The first shock of the season occurred before we even got to the racing on Sunday. Saturday’s qualifying session saw the formbook completely thrown out of the window. Former Renault Clio Cup champion Dave Newsham’s Team ES Racing Vauxhall Vectra took pole, stunning the paddock and those of us watching on itv.com’s exceptional online live player. So the scene was set for a spectacular start to the season.
Newsham was unlucky come Sunday, however, but easily passed more people on track than any other driver, showing true bulldog spirit. It was former Wife Swap star Rob Collard who prevailed in the first race of the day, jumping from third on the grid to second, before seizing the chance to muscle his way through as Newsham had a small slide at Paddock. Contact from Andrew Jordan pushed Newsham down to third. Later in the race, Collard and Jordan slipped back and Newsham had a run on Matt Neal for the lead into Paddock. Plato had a run on both of them and tried to make it three abreast into the first corner, pushing the unfortunate Newsham off into the gravel and retirement from the race. Somehow, Collard came through to take a lead he would never lose.
Sadly for Newsham, the second race grid is set from the race one result, putting him right at the back after his earlier non-finish. Despite this, and having to pit early in the race, he managed to finish an impressive ninth, having been eleventh on the last lap.
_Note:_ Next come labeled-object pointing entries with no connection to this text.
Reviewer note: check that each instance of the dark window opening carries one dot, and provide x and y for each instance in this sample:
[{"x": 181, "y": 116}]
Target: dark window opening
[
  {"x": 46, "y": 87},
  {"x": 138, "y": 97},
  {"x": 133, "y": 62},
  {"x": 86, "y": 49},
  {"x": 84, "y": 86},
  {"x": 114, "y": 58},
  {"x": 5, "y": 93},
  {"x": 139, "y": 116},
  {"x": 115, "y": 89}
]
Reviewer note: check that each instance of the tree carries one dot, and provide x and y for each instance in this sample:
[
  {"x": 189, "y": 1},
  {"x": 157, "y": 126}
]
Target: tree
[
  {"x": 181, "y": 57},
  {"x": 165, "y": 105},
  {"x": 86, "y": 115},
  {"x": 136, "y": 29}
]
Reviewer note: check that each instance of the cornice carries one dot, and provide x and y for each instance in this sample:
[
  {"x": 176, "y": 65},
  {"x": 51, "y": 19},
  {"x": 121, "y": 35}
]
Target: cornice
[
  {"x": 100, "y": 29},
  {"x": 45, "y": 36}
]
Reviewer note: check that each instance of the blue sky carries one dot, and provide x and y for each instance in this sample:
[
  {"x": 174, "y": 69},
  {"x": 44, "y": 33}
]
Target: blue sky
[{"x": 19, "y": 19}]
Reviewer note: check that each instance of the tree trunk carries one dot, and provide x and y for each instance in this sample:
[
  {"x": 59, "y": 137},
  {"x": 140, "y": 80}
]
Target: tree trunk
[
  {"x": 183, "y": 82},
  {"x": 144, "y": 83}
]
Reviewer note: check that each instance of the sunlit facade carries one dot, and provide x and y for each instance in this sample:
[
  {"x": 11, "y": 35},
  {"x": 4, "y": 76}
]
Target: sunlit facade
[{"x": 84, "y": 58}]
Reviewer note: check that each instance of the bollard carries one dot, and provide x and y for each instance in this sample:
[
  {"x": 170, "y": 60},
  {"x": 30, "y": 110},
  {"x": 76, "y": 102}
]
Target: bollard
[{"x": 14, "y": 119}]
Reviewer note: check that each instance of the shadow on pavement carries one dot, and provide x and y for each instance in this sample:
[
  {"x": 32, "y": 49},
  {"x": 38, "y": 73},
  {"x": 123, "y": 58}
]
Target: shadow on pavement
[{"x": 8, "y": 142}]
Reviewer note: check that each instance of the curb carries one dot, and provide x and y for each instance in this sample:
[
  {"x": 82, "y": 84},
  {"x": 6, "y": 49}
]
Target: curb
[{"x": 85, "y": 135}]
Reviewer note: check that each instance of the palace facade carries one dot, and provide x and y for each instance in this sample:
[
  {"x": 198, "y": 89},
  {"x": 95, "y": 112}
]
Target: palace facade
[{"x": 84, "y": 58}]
He may be 44, but Newsham is clearly a rising star of the BTCC.
Meanwhile, Plato and Neal had renewed their old rivalry with some fantastic nose-to-tail racing, Neal holding on for his first win of the season. The race three grid sees the first 6,7,8,9 or 10 finishers from race two have their positions reversed. The exact number is pulled out of a hat to save people backing off in race two to finish tenth to claim pole for race three. Just to continue his bad luck, the number eight was drawn – had nine been drawn, Newsham would have been on pole but as it was he would have to start ninth.
A dramatic race three saw a red flag after Mat Jackson’s Motorbase Ford Focus ran wide in front of us and broke an oil pipe, dropping oil on the racing line up to Druids and seven cars slid into the gravel. After the car park was cleared, Collard led Rob Austin, Jordan, Plato and Newsham. The front two dropped back, however, and it was Plato who took an historic first win for MG at the team’s very first outing, the car not having had a proper test until a week earlier. Jordan held on for second and Newsham took a brilliant maiden podium. I’ve seen a lot over the years from the BTCC but Plato, MG and Newsham seriously impressed me last week.
It looks like we’re in for a stellar season – the championship goes all over Britain and there really is no excuse not to get along to one of the meetings in 2012.